Adel: “Having minorities playing at high levels is a big way to impact a community. From what I’ve seen amongst the people in our Pakistani community here in Canada, I’ve had parents come up to me with their kids who have now entered soccer, asking me what I did to get to my level, and how they can help their children do the same. If people see someone from their community has gotten to that level, it gives them more hope, more motivation, and a realistic goal. If nobody has ever done it then it’s considered an impossible feat, but for the example of South Asians, you now have Shaan Hundal at Valour, Shamit Shome at Impact, Ajay Khabra at Atletico Ottawa, and a few others. This makes a big impact on people.”

Not only does having ethnic minority footballers create even more players with high aspirations in those communities, but it can also help create a culture of support and fandom around the sport itself.

This will be crucial to the success of Canadian soccer in the long-run. Like I mentioned earlier, we have to grow the game amongst ethnic communities by creating a culture around the game, such as the one you find in football-mad countries. Of course, Canadian residents with South American, European, and African roots already have a football culture in their own way, but this often comes at a very thin level in a country like Canada. It’s often limited to playing pickup games, buying the latest FIFA game, watching big European matches on TV and maybe playing at a recreational level.

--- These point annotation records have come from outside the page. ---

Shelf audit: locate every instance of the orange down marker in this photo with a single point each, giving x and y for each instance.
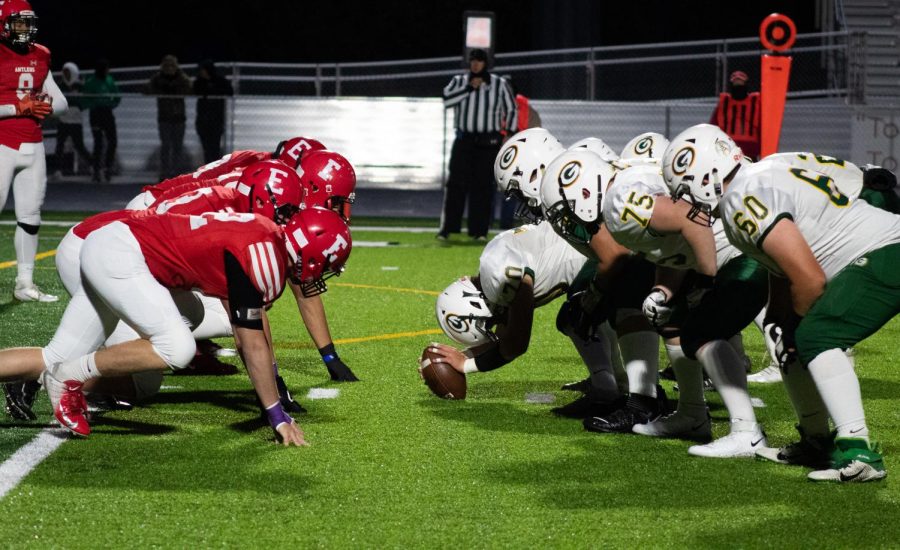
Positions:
(776, 33)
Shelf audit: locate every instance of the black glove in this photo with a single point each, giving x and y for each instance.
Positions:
(340, 372)
(878, 178)
(287, 400)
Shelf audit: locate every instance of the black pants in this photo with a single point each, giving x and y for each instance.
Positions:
(471, 177)
(75, 132)
(103, 128)
(171, 146)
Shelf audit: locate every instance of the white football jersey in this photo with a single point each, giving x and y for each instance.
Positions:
(533, 249)
(838, 228)
(846, 175)
(627, 208)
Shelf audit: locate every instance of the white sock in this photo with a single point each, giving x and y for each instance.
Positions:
(81, 369)
(640, 352)
(595, 355)
(812, 416)
(726, 369)
(689, 375)
(840, 392)
(26, 249)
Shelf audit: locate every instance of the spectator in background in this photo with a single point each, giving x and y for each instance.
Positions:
(738, 114)
(484, 107)
(101, 96)
(210, 123)
(70, 124)
(170, 84)
(526, 117)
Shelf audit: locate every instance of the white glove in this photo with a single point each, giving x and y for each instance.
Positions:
(655, 309)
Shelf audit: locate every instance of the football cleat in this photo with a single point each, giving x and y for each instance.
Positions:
(69, 404)
(678, 426)
(768, 375)
(583, 386)
(853, 461)
(287, 400)
(31, 293)
(813, 452)
(737, 444)
(20, 399)
(621, 420)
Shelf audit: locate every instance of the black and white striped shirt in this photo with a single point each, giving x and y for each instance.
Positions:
(490, 108)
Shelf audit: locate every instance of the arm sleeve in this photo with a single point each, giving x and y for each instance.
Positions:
(60, 104)
(245, 303)
(456, 91)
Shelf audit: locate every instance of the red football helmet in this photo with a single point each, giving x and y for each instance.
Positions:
(18, 22)
(318, 241)
(328, 181)
(273, 188)
(291, 150)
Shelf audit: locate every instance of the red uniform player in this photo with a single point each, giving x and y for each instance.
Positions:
(28, 94)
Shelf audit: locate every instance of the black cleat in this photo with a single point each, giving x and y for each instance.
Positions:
(20, 399)
(583, 386)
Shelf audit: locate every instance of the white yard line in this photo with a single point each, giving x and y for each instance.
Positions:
(26, 459)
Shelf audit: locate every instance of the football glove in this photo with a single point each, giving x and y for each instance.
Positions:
(655, 309)
(33, 107)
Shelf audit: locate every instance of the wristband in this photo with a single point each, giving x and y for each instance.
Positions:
(490, 360)
(277, 416)
(470, 366)
(328, 353)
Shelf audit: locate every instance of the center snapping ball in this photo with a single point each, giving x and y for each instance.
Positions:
(440, 377)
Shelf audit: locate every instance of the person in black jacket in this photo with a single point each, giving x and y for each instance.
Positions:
(211, 87)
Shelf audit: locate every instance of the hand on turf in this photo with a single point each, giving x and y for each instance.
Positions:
(340, 372)
(451, 355)
(291, 434)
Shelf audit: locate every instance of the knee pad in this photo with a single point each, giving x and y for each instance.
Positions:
(176, 347)
(29, 228)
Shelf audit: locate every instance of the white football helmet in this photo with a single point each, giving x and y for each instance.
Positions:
(572, 191)
(696, 164)
(464, 315)
(646, 148)
(519, 166)
(596, 145)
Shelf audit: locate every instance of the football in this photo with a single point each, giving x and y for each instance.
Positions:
(440, 377)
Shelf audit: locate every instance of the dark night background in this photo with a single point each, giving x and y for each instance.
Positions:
(137, 32)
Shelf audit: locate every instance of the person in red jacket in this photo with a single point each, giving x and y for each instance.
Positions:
(738, 114)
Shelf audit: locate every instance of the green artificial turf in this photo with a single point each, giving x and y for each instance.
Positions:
(390, 465)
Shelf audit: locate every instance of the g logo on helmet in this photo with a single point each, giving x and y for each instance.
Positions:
(644, 146)
(457, 323)
(508, 157)
(569, 173)
(683, 160)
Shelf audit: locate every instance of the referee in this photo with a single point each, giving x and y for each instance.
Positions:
(484, 104)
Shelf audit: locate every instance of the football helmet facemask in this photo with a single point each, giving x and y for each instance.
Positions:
(464, 314)
(318, 241)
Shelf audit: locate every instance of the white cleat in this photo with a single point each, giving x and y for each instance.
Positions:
(768, 375)
(31, 293)
(737, 444)
(677, 425)
(855, 472)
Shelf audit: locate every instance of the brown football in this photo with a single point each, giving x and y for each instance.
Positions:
(441, 378)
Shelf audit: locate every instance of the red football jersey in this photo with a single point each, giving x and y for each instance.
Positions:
(20, 75)
(200, 199)
(238, 160)
(189, 251)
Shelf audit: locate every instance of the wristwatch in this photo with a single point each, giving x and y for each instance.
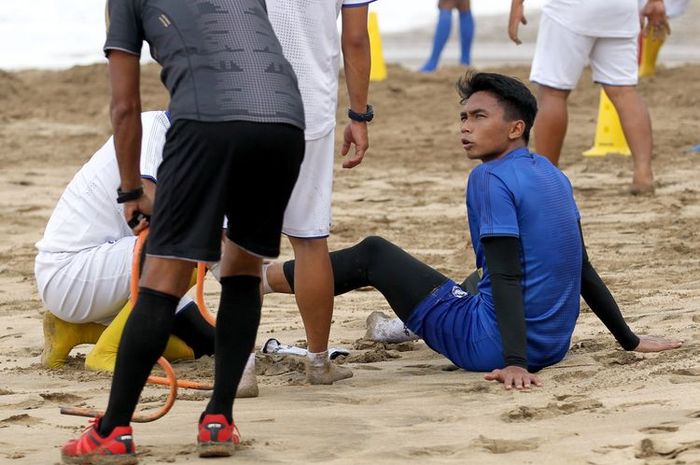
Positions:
(365, 117)
(128, 196)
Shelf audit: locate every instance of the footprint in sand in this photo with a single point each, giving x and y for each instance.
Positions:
(22, 419)
(659, 429)
(504, 446)
(619, 358)
(61, 397)
(565, 405)
(653, 449)
(685, 375)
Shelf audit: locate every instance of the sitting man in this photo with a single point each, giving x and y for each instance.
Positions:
(84, 260)
(527, 238)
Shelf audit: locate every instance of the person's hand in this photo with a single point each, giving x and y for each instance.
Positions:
(656, 344)
(514, 377)
(654, 21)
(517, 17)
(355, 133)
(138, 210)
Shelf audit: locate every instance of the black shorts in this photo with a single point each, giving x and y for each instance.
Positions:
(240, 169)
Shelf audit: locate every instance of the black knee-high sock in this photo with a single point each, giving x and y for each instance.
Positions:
(144, 338)
(236, 327)
(194, 330)
(403, 280)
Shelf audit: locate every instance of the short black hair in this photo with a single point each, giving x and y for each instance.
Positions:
(514, 96)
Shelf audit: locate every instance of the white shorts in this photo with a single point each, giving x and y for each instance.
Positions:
(308, 214)
(561, 55)
(89, 286)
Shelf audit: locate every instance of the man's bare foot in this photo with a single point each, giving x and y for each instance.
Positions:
(320, 369)
(642, 189)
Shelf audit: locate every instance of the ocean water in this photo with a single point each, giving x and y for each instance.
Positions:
(64, 33)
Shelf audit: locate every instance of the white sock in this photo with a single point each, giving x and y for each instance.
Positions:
(250, 365)
(318, 359)
(266, 285)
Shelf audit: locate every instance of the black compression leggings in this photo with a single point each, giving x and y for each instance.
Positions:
(402, 279)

If we are to succeed as the footballing nation we aspire to be, we need to convince our ethnic minorities to join us on this journey, and this happens in two ways: communicate with them directly, or simply give them more opportunities at all levels to be a part of the game.

The communication portion can be both structured and casual. Clubs can reach out to different ethnic communities and create relationships amongst them. This works best if there is a club player or staff member from that community. For example, if a CanPL team has a player with East Indian roots, then this player could speak at East Indian community events or create a workshop with the kids through that community.

This level of marketing is low-cost and is very personal, which is ideal for growth. In my opinion, this has not been done well enough. I know many people who are massive football supporters from ethnic communities that had never heard about the Canadian Premier League or any of its teams prior to me mentioning it. Marketing towards these communities has to be high up on clubs’ to-do lists within the next few years.

Communication can also be done through word of mouth. I wonder how many of my family members and friends would know what the Canadian Premier League is if I didn’t babble on about it. Some of them eventually attended matches during the 2019 season, and many of them now follow Valour or the league itself on Instagram – small steps created by word of mouth that can be very significant in the long-run.

So you see, the stands at football matches should be representative of our community – which is extremely diverse. Soccer is not a white sport. It’s not a white sport at your local park, it’s not a white sport at your local community centre, it’s not a white sport at the World Cup, and it certainly is not a white sport in one of the most diverse countries in the world, Canada. Giving opportunities to ethnic minorities and showing them that there is room for them within Canadian soccer, whether it’s as a player, coach, or supporter, will go a long way in growing the game in this great country.

Dare I say that it might be the only option if we want growth, as it would unlock a massive portion of our population and give us a stronger foundation moving forward. As Navid and Adel Rahman mentioned, seeing professional players from local ethnic communities inspires kids beyond belief. This is an excellent initial step, but we must grow beyond this as well, by inspiring people to become supporters of local and national-level football.

Let’s make a collective and active effort to be more inclusive and get everyone on the same team.